Police > Les effectifs de la police ont reculé de 5,3 % depuis le début de l’année 2003.

Surendettement > Cha­que année, autour de 200 000 nouveaux dossiers de surendettement sont déposés en France. Et ce chiffre a tendance à croître rapidement : en­tre décembre 2010 et fé­vrier 2011, le nombre de dossiers a augmenté de 17 % ! Fin février, on comptait 900 000 foyers surendettés, pour un montant moyen de 34 500 euros…
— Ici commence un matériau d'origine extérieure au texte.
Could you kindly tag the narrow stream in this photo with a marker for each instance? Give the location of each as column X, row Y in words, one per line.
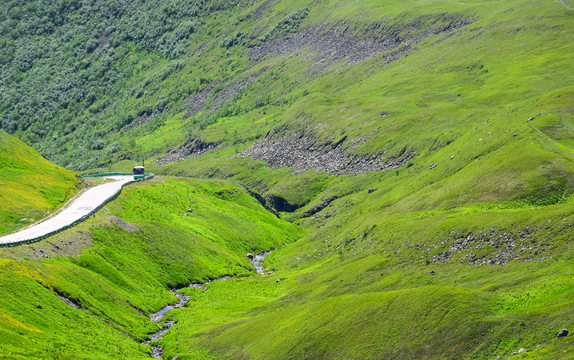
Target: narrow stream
column 157, row 351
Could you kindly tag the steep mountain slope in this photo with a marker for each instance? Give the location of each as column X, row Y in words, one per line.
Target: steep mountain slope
column 423, row 151
column 85, row 293
column 30, row 186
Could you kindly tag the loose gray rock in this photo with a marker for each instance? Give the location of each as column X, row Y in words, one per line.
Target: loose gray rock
column 519, row 351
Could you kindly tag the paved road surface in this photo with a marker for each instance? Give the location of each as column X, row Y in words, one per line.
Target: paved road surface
column 78, row 207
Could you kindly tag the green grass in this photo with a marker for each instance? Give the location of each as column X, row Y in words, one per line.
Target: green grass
column 31, row 185
column 357, row 283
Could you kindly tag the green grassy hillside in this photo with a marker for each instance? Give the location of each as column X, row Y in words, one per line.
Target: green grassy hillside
column 125, row 260
column 421, row 152
column 31, row 186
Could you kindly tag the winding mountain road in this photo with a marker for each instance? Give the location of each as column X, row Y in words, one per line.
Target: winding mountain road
column 77, row 208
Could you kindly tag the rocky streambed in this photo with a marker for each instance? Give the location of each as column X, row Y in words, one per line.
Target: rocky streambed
column 157, row 351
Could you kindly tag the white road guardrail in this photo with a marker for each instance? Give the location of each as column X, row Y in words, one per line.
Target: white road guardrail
column 76, row 211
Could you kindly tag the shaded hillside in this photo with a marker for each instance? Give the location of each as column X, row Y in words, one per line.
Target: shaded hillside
column 30, row 186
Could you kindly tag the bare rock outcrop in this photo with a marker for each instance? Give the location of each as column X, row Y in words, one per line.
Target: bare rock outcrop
column 194, row 146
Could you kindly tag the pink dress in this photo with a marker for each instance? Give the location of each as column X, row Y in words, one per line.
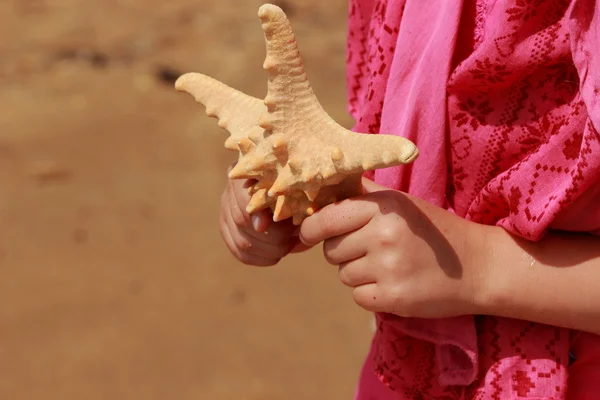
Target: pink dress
column 503, row 100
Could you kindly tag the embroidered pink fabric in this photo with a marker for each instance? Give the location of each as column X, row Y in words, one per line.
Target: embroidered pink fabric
column 503, row 100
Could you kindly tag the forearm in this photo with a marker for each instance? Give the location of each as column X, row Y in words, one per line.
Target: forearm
column 555, row 281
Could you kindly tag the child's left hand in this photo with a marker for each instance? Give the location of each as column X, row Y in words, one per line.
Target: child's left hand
column 402, row 255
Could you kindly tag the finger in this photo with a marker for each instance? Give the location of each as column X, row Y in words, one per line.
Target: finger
column 356, row 273
column 337, row 219
column 261, row 220
column 299, row 247
column 370, row 187
column 247, row 243
column 369, row 297
column 238, row 210
column 244, row 257
column 345, row 248
column 263, row 223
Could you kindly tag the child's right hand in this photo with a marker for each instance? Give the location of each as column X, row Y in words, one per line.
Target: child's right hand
column 254, row 239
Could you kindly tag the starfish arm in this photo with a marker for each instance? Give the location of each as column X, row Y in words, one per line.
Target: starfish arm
column 237, row 112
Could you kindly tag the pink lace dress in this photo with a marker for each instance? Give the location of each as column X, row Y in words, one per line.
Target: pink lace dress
column 503, row 100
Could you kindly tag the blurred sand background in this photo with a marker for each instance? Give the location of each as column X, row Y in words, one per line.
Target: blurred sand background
column 114, row 282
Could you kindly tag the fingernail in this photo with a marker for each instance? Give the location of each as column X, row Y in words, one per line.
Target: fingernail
column 255, row 222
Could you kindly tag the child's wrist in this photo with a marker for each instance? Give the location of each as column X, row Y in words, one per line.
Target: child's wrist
column 485, row 269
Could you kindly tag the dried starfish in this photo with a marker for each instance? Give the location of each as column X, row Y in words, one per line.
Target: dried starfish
column 300, row 157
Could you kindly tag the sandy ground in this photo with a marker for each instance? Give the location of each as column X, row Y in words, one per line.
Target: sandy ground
column 114, row 282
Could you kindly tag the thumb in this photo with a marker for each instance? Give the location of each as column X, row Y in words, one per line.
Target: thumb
column 261, row 220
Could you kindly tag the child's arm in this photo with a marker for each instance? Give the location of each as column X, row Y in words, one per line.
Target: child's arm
column 404, row 256
column 555, row 281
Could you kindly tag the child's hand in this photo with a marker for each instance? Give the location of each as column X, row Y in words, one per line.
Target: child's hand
column 400, row 254
column 254, row 240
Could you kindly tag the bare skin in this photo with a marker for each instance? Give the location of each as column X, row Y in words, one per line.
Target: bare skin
column 404, row 256
column 254, row 240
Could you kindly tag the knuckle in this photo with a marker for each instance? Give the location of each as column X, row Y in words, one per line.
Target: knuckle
column 389, row 234
column 241, row 243
column 361, row 300
column 328, row 222
column 239, row 217
column 344, row 277
column 329, row 254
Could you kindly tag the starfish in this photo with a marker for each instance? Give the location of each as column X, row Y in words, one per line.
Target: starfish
column 300, row 158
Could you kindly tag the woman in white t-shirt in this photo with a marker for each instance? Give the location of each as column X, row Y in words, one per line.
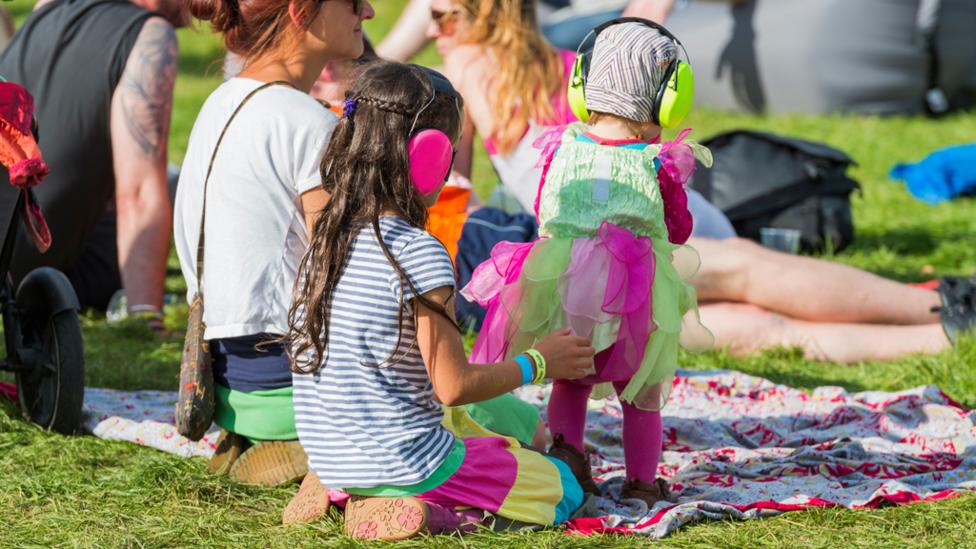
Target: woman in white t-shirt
column 262, row 192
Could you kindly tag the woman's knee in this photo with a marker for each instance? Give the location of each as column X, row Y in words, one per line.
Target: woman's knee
column 725, row 265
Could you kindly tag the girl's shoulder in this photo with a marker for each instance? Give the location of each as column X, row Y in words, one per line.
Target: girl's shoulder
column 402, row 238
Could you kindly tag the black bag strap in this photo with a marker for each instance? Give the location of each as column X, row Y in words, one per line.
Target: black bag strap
column 203, row 209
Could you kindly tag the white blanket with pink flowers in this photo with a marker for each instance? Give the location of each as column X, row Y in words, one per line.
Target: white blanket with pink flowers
column 736, row 446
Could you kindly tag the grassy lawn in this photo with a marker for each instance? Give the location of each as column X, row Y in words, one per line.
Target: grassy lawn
column 82, row 491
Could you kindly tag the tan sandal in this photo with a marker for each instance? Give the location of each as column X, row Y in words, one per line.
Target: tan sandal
column 310, row 504
column 230, row 446
column 387, row 519
column 271, row 463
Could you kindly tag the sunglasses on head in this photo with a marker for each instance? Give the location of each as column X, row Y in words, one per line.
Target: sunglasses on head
column 443, row 18
column 357, row 6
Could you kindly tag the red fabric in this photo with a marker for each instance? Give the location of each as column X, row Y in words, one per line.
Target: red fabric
column 8, row 390
column 21, row 156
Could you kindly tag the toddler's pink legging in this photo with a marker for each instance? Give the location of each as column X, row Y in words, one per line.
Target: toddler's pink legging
column 642, row 434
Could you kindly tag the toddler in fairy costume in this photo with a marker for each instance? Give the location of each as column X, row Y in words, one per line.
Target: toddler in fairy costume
column 610, row 262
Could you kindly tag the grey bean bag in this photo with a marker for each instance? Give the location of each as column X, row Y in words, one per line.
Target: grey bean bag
column 818, row 56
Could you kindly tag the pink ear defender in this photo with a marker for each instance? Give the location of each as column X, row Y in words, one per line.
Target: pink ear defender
column 430, row 150
column 431, row 156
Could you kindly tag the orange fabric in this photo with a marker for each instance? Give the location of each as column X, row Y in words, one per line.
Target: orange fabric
column 446, row 217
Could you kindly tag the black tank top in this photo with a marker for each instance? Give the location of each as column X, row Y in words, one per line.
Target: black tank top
column 70, row 55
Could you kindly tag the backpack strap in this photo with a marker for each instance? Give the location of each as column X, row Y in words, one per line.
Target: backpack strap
column 203, row 209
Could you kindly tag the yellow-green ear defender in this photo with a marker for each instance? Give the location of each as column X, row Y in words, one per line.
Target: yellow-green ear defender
column 672, row 101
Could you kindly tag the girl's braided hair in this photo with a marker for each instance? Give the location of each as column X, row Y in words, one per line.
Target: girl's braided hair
column 365, row 170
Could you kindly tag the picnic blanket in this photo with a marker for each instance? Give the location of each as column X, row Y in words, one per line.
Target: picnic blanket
column 735, row 446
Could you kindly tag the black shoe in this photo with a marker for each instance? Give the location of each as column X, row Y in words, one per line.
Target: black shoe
column 958, row 310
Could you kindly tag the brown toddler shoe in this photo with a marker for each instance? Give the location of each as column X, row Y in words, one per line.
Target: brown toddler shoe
column 649, row 493
column 579, row 463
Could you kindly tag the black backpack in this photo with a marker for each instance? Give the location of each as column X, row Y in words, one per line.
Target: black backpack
column 762, row 179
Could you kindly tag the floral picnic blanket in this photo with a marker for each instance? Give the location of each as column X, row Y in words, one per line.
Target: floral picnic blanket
column 735, row 446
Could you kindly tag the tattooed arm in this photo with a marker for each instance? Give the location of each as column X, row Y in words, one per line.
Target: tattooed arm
column 140, row 116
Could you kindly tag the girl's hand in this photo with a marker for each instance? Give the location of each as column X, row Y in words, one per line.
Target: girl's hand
column 567, row 356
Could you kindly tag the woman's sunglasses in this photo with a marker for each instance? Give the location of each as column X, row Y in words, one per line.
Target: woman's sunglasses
column 357, row 6
column 444, row 18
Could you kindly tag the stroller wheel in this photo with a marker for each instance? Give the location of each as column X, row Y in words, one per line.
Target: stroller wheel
column 52, row 388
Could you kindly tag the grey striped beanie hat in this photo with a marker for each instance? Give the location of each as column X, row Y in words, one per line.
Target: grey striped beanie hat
column 628, row 63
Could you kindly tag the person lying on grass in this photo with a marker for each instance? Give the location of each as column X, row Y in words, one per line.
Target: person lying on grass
column 375, row 347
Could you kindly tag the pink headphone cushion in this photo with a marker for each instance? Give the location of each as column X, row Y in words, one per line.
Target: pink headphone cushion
column 431, row 154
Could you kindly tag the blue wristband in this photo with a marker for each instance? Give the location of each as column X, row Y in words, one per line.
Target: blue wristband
column 528, row 371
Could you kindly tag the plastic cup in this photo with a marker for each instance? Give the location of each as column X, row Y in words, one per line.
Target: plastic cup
column 783, row 240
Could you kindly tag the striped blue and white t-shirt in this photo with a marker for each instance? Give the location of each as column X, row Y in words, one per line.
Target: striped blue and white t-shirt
column 364, row 419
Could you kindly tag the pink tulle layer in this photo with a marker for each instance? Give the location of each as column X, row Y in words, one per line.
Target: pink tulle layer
column 606, row 279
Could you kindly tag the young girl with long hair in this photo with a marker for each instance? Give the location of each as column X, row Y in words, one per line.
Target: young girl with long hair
column 375, row 347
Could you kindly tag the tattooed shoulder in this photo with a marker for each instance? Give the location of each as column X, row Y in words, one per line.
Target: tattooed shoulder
column 146, row 88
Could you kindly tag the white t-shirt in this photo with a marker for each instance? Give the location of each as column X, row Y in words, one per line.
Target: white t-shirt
column 255, row 227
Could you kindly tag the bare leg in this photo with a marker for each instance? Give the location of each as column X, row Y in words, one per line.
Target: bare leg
column 746, row 329
column 805, row 288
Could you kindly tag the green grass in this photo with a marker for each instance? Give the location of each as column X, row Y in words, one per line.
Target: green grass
column 82, row 491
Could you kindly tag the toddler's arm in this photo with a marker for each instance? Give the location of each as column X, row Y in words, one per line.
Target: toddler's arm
column 457, row 382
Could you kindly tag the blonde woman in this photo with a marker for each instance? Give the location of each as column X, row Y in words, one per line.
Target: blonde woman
column 512, row 81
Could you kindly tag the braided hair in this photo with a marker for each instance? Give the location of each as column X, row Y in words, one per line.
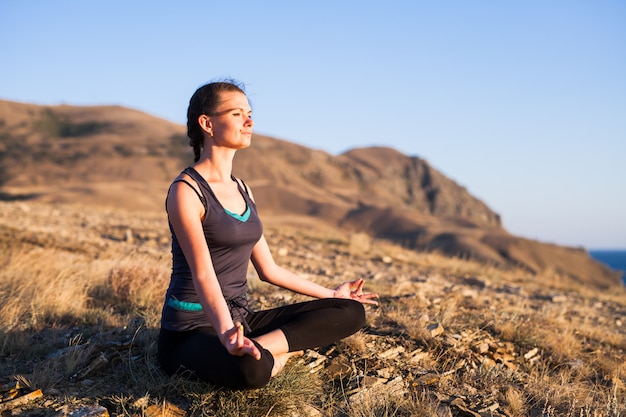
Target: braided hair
column 204, row 101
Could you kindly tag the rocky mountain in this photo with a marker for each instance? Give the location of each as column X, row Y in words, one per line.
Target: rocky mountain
column 110, row 155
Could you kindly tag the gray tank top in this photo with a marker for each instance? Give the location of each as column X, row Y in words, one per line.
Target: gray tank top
column 230, row 238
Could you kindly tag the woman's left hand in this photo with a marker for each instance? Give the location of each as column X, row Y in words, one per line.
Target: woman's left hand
column 354, row 290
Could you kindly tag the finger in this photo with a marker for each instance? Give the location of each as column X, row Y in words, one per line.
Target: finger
column 240, row 337
column 356, row 283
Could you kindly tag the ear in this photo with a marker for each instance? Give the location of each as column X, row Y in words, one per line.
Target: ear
column 205, row 123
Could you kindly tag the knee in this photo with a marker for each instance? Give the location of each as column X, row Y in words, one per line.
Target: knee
column 355, row 314
column 254, row 373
Piratage > On estime que la valeur commerciale des logiciels piratés utilisés par les Français atteint 1 946 millions d’euros. La France est ainsi « championne » d’Euro­pe, devant l’Allemagne (1 582 millions), l’Italie (1 418 mil­lions), la Grande-Bretagne (1 393 millions) et l’Espagne (834 millions). Au total, les éditeurs de logiciels estiment que le piratage européen leur coûte autour de 10,2 mil­liards d’euros chaque année. Il est cependant intéressant de noter que la France est le seul grand pays européen où le piratage ait reculé (il représentait 2 019 millions d’euros de pertes en 2006), alors qu’il augmente partout ailleurs. Et, si l’on regarde le taux d’utilisation de logiciels piratés, c’est l’Italie qui passe en tête avec 49 %, devant l’Espagne (43 %), la France (39 %), l’Allemagne et la Grande-Bretagne (27 %)…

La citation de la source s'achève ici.